- April 20, 2009
- Posted by: Dave Kurlan
- Category: Understanding the Sales Force
Wouldn’t it be nice if selling was as easy as most salespeople treat it? You would just come right out and say what you’re selling, tell prospects why it’s important, explain the features and benefits, tell them what it costs, and make the sale. After all, that’s how we did it in the 60’s and 70’s. It’s so easy. It’s so logical, it’s so ineffective. Why is selling so difficult? I have a number of answers….
Prospects don’t buy because of logic and they have difficulty making decisions when presented with logic. Strategies and tactics exist and are constantly refined because selling by telling rarely works. Yet a huge percentage of salespeople, perhaps your salespeople, even salespeople who have been trained and coached to be more consultative and customer focused, still find it easier to simply tell to sell. Questions to uncover compelling reasons to buy seem unnecessarily complicated to most salespeople. But if they don’t learn to effectively ask lots of really good, tough, timely questions, there won’t be many places where they can hide.
21st Century Selling requires salespeople to have and follow an effective process, to have strategies for varying scenarios, and to be armed with the tactics needed to move an opportunity through the sales process. Salespeople skip steps because they mistakenly assume that the compelling reasons they talk about are the same as their prospects’ compelling reasons. They assume that prospects are talking with competitors and getting the business is simply a matter of price. They assume they are speaking with decision makers. They assume their prospects have and will spend the money. They assume to know the time line for a decision. They assume to have a great relationship. And the one thing they are really good at – presenting solutions and explaining capabilities – they do before they know what a needs and cost appropriate solution should be.

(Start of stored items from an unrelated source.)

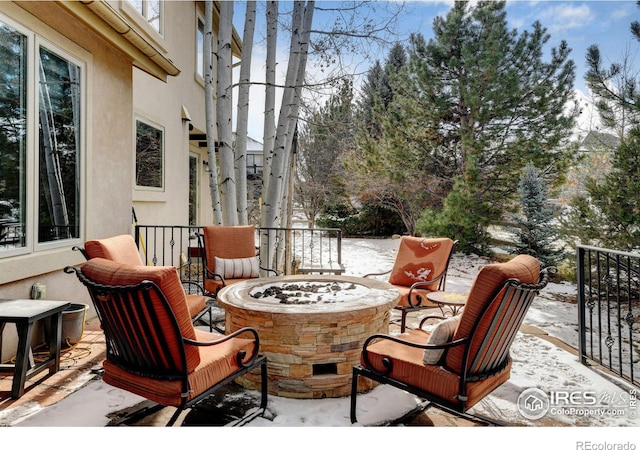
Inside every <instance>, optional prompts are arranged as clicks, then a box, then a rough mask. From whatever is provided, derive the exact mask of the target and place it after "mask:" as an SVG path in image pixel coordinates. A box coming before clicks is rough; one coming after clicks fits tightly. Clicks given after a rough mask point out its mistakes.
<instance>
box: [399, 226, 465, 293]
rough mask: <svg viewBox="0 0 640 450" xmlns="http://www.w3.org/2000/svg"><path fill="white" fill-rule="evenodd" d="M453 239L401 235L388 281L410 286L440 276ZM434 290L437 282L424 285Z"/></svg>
mask: <svg viewBox="0 0 640 450" xmlns="http://www.w3.org/2000/svg"><path fill="white" fill-rule="evenodd" d="M452 248H453V241H452V240H451V239H449V238H436V239H426V238H419V237H413V236H403V237H402V239H401V241H400V246H399V247H398V253H397V254H396V259H395V262H394V264H393V269H392V270H391V274H390V275H389V283H391V284H398V285H402V286H411V285H412V284H413V283H416V282H418V281H430V280H433V279H434V278H436V277H438V276H440V275H441V274H442V272H443V271H444V270H445V268H446V266H447V261H448V260H449V255H450V254H451V249H452ZM426 289H429V290H431V291H435V290H437V289H438V283H432V284H430V285H428V286H426Z"/></svg>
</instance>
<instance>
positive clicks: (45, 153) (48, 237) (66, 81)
mask: <svg viewBox="0 0 640 450" xmlns="http://www.w3.org/2000/svg"><path fill="white" fill-rule="evenodd" d="M39 50H40V61H39V62H40V68H39V70H38V72H39V74H40V83H39V85H40V92H39V95H38V99H39V111H40V114H39V117H40V126H39V131H40V133H39V166H40V170H39V173H40V177H39V199H38V217H39V226H38V242H49V241H54V240H60V239H70V238H79V237H80V218H79V217H78V213H79V205H80V202H79V198H80V188H79V179H80V171H79V164H78V162H79V161H78V159H79V142H80V67H78V66H77V65H75V64H73V63H72V62H69V61H67V60H66V59H64V58H62V57H60V56H58V55H56V54H54V53H52V52H51V51H49V50H47V49H45V48H44V47H40V49H39Z"/></svg>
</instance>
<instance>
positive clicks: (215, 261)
mask: <svg viewBox="0 0 640 450" xmlns="http://www.w3.org/2000/svg"><path fill="white" fill-rule="evenodd" d="M255 230H256V229H255V227H254V226H253V225H236V226H206V227H203V230H202V231H203V232H202V233H201V234H199V235H198V240H199V245H200V248H201V249H202V260H203V261H204V264H203V280H204V289H205V291H206V292H207V293H208V294H209V295H211V296H212V297H214V298H215V296H216V295H217V293H218V291H219V290H220V289H222V288H223V287H225V286H227V285H229V284H233V283H238V282H240V281H244V280H249V279H251V278H258V277H260V271H261V270H262V271H267V273H270V274H274V275H277V274H278V273H277V272H276V271H275V270H273V269H266V268H264V267H261V266H260V258H259V256H258V250H257V248H256V237H255V236H256V235H255Z"/></svg>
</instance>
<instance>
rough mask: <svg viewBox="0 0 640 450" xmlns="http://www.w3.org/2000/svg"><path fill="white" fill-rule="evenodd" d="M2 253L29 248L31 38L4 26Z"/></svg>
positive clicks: (2, 177) (0, 133) (1, 183)
mask: <svg viewBox="0 0 640 450" xmlns="http://www.w3.org/2000/svg"><path fill="white" fill-rule="evenodd" d="M0 58H2V61H3V63H2V65H0V77H1V78H0V79H1V80H2V83H0V252H1V251H3V250H5V251H6V250H9V249H13V248H20V247H24V246H25V245H26V242H25V238H26V234H25V230H26V223H25V221H26V198H25V194H26V193H25V190H26V151H27V142H26V132H27V37H26V36H24V35H22V34H20V33H18V32H17V31H15V30H14V29H12V28H11V27H9V26H7V25H5V24H3V23H1V22H0Z"/></svg>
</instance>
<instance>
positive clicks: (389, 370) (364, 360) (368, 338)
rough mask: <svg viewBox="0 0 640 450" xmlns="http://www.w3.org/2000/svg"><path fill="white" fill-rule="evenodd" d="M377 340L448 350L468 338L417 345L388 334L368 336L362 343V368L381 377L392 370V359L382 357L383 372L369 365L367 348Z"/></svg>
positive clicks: (374, 334) (389, 357)
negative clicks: (384, 369) (363, 367)
mask: <svg viewBox="0 0 640 450" xmlns="http://www.w3.org/2000/svg"><path fill="white" fill-rule="evenodd" d="M378 339H383V340H389V341H393V342H396V343H398V344H402V345H406V346H407V347H413V348H420V349H422V350H439V349H448V348H452V347H457V346H459V345H464V344H466V343H467V342H468V341H469V338H468V337H467V338H461V339H456V340H455V341H451V342H446V343H444V344H438V345H435V344H417V343H415V342H410V341H407V340H405V339H401V338H399V337H395V336H390V335H388V334H374V335H372V336H369V337H368V338H367V340H366V341H364V344H363V346H362V359H363V360H364V366H365V367H366V368H367V369H369V370H371V371H373V372H375V373H377V374H379V375H383V376H386V375H388V374H390V373H391V371H392V370H393V357H391V356H384V357H383V358H382V365H383V366H384V367H385V370H384V371H379V370H377V369H375V368H374V367H373V365H372V364H371V361H369V353H368V351H367V347H368V346H369V345H370V344H371V342H372V341H375V340H378Z"/></svg>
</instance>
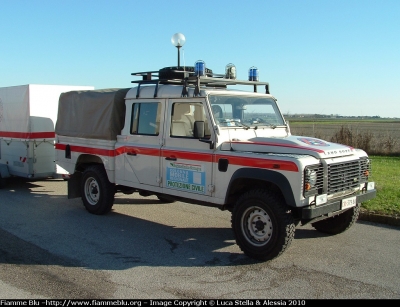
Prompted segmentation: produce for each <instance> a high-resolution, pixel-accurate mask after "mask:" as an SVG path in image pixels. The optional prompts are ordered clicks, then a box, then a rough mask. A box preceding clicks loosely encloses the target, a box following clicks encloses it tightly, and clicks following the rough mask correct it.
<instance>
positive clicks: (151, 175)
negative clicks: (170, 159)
mask: <svg viewBox="0 0 400 307" xmlns="http://www.w3.org/2000/svg"><path fill="white" fill-rule="evenodd" d="M131 110H132V113H131V118H130V126H129V133H128V135H127V136H126V139H125V140H124V143H125V144H124V155H125V159H124V173H125V178H124V179H125V181H127V182H129V183H140V184H145V185H150V186H159V185H160V154H161V144H162V141H161V140H162V138H161V135H162V127H160V121H161V114H163V106H162V103H161V101H159V100H133V102H132V108H131ZM119 143H121V142H119Z"/></svg>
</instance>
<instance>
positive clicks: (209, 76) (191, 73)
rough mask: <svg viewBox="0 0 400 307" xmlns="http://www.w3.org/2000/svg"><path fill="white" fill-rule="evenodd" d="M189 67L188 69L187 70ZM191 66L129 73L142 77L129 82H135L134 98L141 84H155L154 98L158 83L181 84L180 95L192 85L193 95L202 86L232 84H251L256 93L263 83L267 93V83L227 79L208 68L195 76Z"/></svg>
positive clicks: (225, 85)
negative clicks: (155, 86)
mask: <svg viewBox="0 0 400 307" xmlns="http://www.w3.org/2000/svg"><path fill="white" fill-rule="evenodd" d="M187 69H189V70H187ZM191 70H193V67H185V70H183V69H182V68H180V67H179V68H178V67H166V68H163V69H161V70H159V71H144V72H135V73H132V74H131V75H133V76H140V77H142V79H141V80H134V81H131V83H137V84H138V88H137V93H136V98H139V92H140V87H141V85H149V84H154V85H156V87H155V89H154V98H155V97H157V92H158V86H159V84H170V85H182V86H183V89H182V97H187V96H188V87H189V86H194V96H199V95H200V88H201V87H202V86H203V87H223V88H227V87H228V86H232V85H250V86H253V90H254V92H255V93H257V86H258V85H264V86H265V93H266V94H269V93H270V92H269V83H268V82H260V81H247V80H236V79H227V78H225V75H220V74H214V73H212V71H211V70H210V71H209V72H207V73H206V76H195V75H194V72H193V71H191Z"/></svg>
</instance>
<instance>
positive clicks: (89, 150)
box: [56, 143, 299, 172]
mask: <svg viewBox="0 0 400 307" xmlns="http://www.w3.org/2000/svg"><path fill="white" fill-rule="evenodd" d="M65 148H66V145H65V144H59V143H57V144H56V149H58V150H65ZM70 149H71V152H72V151H75V152H80V153H90V154H97V155H102V156H107V157H115V156H118V155H121V154H125V153H136V154H140V155H149V156H160V151H161V158H176V159H187V160H193V161H198V162H209V163H211V162H213V158H214V157H215V158H216V159H215V161H217V160H218V159H228V160H229V164H233V165H238V166H248V167H255V168H265V169H274V170H282V171H291V172H298V171H299V169H298V167H297V165H296V164H295V163H293V162H289V161H282V160H271V159H258V158H248V157H235V156H228V155H219V154H217V155H214V154H208V153H199V152H190V151H178V150H168V149H166V150H160V149H159V148H146V147H133V146H123V147H119V148H116V149H115V150H112V149H110V150H108V149H99V148H91V147H83V146H74V145H71V146H70Z"/></svg>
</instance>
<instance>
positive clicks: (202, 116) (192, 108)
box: [171, 102, 210, 138]
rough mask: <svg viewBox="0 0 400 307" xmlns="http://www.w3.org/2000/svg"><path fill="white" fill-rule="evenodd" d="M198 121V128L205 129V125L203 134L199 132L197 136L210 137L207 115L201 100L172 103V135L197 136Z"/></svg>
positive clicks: (185, 137)
mask: <svg viewBox="0 0 400 307" xmlns="http://www.w3.org/2000/svg"><path fill="white" fill-rule="evenodd" d="M196 122H197V129H203V127H204V131H203V136H199V134H197V138H199V137H210V128H209V126H208V120H207V116H206V114H205V110H204V106H203V104H202V103H201V102H190V103H188V102H176V103H174V104H173V105H172V114H171V136H172V137H184V138H195V135H194V132H195V125H196ZM199 122H200V123H199ZM199 124H200V125H199ZM200 127H201V128H200Z"/></svg>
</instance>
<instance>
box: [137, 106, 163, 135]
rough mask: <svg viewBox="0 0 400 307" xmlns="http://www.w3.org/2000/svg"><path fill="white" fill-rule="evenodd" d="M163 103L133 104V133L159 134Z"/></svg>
mask: <svg viewBox="0 0 400 307" xmlns="http://www.w3.org/2000/svg"><path fill="white" fill-rule="evenodd" d="M160 113H161V104H160V103H157V102H149V103H144V102H143V103H134V104H132V117H131V129H130V133H131V134H145V135H158V134H159V129H160Z"/></svg>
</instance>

So why is selling so difficult? There are two primary reasons, each with a subset of reasons:
1. Salespeople. In their effort to do what is most comfortable, they fail to adapt to changing times, requirements and advice. They do what makes sense to them, rather than what is required to be effective. They do what is easiest, rather than what works. They do what they know, rather than learning what they don’t know.
2. Management. They allow complacent, resistant, non-adapting behaviors to exist. They fool themselves into believing their salespeople know what to do. They have the same self-limiting beliefs as their salespeople.
Why is Selling so Difficult? Because the simplest, most obvious, most important behaviors and actions are not the most effective. Anyone who has ever learned to play golf knows this all too well. In order to properly hit a golf ball, you must address the ball, hold the club and swing it in a manner that is completely uncomfortable. The difference is that with a golf swing comes an immediate result. Do what’s comfortable and you can immediately see that comfort=failure. In sales, do what’s comfortable and you can immediately see your prospects nods their heads up and down=Fall sense of security. You don’t get the instant feedback that you need to know that comfort=failure.
Why is Selling So Difficult? So that only the best salespeople can reap the rewards that sales has to offer.